UHF band for hand held radio application - RF Cafe Forums

The original RF Cafe Forums were shut down in late 2012 due to maintenance issues - primarily having to spend time purging garbage posts from the board. At some point I might start the RF Cafe Forums again if the phpBB software gets better at filtering spam.

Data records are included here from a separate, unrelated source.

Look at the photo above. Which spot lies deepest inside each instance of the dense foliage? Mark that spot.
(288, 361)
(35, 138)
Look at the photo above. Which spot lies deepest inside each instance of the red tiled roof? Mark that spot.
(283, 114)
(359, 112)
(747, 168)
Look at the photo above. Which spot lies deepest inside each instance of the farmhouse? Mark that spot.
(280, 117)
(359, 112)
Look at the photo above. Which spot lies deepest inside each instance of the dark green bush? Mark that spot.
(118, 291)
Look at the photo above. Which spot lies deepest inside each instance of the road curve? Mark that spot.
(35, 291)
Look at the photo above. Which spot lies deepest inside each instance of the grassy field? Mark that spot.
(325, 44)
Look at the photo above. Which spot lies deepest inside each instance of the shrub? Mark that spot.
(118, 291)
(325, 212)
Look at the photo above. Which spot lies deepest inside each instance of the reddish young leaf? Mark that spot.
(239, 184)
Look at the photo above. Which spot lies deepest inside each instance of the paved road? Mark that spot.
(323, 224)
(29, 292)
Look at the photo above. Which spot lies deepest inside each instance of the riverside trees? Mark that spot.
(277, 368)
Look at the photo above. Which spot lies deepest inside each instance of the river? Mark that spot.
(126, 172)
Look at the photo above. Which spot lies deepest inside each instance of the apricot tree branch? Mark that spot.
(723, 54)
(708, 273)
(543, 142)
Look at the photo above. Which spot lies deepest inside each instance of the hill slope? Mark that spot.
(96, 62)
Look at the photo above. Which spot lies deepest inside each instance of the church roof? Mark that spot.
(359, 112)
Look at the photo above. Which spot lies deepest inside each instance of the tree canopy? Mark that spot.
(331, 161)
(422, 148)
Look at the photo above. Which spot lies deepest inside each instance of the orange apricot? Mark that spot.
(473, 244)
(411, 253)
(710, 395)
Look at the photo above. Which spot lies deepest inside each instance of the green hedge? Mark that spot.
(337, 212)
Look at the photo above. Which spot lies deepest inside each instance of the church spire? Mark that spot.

Below are the old forum threads, including responses to the original posts.

-- Amateur Radio
-- Anecdotes, Gripes & Humor
-- Antennas
-- CAE, CAD, & Software
-- Circuits & Components
-- Employment & Interviews
-- Miscellany
-- Swap Shop
-- Systems
-- Test & Measurement
-- Webmaster

lee85
 Post subject: UHF band for hand held radio application
Posted: Sun Mar 09, 2008 6:43 am 
 
Captain
User avatar

Joined: Fri Dec 14, 2007 11:23 am
Posts: 9
Location: malaysia
hello anyone...

may i know why we used UHF band for walkie-talkie or also known as hand-held radio?


 
   
 
nubbage
 Post subject:
Posted: Mon Mar 10, 2008 5:01 am 
 
General
User avatar

Joined: Fri Feb 17, 2006 12:07 pm
Posts: 218
Location: London UK
Hya Lee
Basically a trade-off was decided between available spectrum vs technology cost 20 years ago, plus the cross-over point between antenna size and losses like building wall materials, wet leaves on trees etc.
Also 10-20 years ago the band-width per channel needed only to support a single 2-way voice call, so little spectrum was needed per call.
UHF offered a good compromise between the conflicting factors. Antenna size can be small, losses through building materials is only around 10 dB or so, and pipework within buildings ensured re-radiation was possible within a building in UHF. Adequate transmitter power and low receiver noise factors could be achieved at low cost and high repeatability in MMICs at UHF. All this implied a good economic cell radius per base station, so UHF represented the cross-over spectrum where all the conflicting factors for mobile telephones met.
Today there is inevitably a shift towards higher frequencies (L and C band) as technology costs fall, MMICs improve and band-width demand rises.